Wer Aufklärung erwartet hatte, wurde maßlos enttäuscht. Im zweiten Teil des Interviews von Ex-Radstar Lance Armstrong durch Talkmasterin Oprah Winfrey wurde zwar den Befindlichkeiten des ehemals siebenfachen Tour-de-France-Siegers viel Platz eingeräumt. Zu Details seines Dopinggebrauchs, zu Hintermännern und Mitwissern jedoch erfuhr man nichts. Der sich reuig gebende Armstrong nannte keine Namen, aber er wurde von Winfrey auch gar nicht erst danach gefragt.

Stattdessen hatte der 41-Jährige ausreichend Zeit, über seine Gefühlslage Auskunft zu geben. Die über ihn verhängte lebenslange Sperre als Sportler nannte er die "Todesstrafe" und sagte: "Ich habe sicherlich Strafe verdient. Ich bin mir aber nicht sicher, ob es die Todesstrafe sein muss." Winfrey ließ dies unkommentiert.

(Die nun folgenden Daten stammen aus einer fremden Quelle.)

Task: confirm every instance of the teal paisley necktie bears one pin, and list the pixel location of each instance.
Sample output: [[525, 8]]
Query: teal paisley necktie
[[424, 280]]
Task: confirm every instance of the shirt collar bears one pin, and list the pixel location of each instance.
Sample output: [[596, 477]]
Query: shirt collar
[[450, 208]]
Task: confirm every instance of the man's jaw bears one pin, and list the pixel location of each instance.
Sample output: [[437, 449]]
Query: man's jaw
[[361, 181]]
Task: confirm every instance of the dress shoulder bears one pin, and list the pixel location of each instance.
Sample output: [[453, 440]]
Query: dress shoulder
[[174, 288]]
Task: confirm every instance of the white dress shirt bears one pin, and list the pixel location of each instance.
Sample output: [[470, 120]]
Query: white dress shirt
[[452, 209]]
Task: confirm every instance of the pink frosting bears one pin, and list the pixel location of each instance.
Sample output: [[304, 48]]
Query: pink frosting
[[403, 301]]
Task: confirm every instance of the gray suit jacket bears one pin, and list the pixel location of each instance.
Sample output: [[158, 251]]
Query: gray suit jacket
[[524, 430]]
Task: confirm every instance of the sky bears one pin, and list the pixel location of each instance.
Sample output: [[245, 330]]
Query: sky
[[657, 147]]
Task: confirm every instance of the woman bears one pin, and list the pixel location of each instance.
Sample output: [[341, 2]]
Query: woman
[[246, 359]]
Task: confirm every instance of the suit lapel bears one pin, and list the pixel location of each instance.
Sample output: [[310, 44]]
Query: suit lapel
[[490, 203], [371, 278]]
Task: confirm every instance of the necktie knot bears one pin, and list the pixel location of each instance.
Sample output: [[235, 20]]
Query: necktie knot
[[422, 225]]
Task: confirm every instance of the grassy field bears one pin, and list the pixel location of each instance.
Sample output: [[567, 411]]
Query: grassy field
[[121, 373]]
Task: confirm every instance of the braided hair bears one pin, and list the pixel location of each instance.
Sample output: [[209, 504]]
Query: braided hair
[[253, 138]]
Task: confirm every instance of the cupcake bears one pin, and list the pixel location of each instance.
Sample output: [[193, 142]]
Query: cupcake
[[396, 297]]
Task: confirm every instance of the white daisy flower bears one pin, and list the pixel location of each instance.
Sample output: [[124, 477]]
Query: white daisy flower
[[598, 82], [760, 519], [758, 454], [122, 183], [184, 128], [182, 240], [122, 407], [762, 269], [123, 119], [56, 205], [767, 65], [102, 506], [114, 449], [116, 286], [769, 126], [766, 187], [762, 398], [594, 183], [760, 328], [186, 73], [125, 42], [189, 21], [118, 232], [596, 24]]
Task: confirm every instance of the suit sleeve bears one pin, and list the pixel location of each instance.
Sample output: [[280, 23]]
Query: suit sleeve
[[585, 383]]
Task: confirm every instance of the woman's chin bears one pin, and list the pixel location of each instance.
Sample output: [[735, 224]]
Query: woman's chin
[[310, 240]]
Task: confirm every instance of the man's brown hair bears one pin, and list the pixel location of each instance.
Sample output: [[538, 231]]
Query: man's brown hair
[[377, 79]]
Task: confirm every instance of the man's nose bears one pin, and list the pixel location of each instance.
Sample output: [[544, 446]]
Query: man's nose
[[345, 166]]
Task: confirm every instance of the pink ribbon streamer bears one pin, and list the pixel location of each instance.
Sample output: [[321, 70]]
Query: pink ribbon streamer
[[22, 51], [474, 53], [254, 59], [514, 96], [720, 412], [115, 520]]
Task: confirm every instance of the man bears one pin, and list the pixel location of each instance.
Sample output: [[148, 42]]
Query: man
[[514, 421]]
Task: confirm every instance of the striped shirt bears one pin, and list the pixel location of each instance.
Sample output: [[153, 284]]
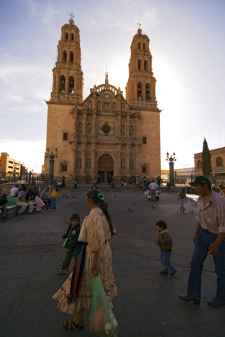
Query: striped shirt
[[211, 213]]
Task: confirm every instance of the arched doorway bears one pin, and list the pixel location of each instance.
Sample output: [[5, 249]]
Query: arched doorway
[[105, 169]]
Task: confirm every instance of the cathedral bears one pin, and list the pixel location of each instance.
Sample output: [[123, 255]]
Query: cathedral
[[105, 136]]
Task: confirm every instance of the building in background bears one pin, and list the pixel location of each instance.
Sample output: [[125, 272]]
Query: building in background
[[182, 176], [9, 167], [217, 163], [104, 136]]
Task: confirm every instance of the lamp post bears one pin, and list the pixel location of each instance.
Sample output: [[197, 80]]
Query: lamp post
[[171, 159]]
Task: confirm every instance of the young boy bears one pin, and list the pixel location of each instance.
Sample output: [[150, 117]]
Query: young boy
[[165, 243], [70, 240]]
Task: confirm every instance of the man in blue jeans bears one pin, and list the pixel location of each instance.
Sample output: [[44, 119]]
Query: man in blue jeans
[[209, 239]]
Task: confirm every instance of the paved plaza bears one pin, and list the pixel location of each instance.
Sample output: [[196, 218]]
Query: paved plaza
[[147, 305]]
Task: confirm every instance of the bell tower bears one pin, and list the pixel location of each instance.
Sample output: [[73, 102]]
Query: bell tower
[[141, 82], [67, 74], [67, 93]]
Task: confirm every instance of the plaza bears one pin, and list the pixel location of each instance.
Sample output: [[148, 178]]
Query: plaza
[[147, 305]]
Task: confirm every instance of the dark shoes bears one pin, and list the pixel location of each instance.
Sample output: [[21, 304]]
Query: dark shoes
[[189, 299], [217, 303]]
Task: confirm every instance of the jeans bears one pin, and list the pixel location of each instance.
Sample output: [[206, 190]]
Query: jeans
[[67, 259], [199, 256], [165, 261], [53, 203]]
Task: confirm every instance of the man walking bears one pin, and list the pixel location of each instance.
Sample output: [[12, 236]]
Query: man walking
[[209, 239]]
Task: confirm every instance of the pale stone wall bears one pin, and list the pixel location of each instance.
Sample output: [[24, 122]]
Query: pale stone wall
[[149, 126], [60, 119]]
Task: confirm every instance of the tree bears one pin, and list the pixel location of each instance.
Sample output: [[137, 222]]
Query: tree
[[206, 160]]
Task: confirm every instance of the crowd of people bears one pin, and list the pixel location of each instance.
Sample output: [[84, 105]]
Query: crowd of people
[[28, 198], [88, 252]]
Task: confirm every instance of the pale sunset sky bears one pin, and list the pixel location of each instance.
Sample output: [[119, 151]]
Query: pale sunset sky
[[187, 44]]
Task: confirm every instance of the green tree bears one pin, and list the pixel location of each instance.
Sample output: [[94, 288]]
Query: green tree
[[206, 160]]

Die Talkmasterin versuchte nur einmal noch, inhaltlich auf die Vorwürfe einzugehen, die dem überführten Texaner zur Last gelegt werden. So fragte sie ihn nach der vermeintlichen Spende, die das Armstrong-Team der US-amerikanischen Anti-Doping-Agentur Usada zukommen ließ. Armstrong wies zurück, dass es solch eine Spende gegeben habe. Weder er noch jemand in seinem Umfeld habe der Usada Geld angeboten. Dies hatte der Chef der Agentur Travis Tygart behauptet.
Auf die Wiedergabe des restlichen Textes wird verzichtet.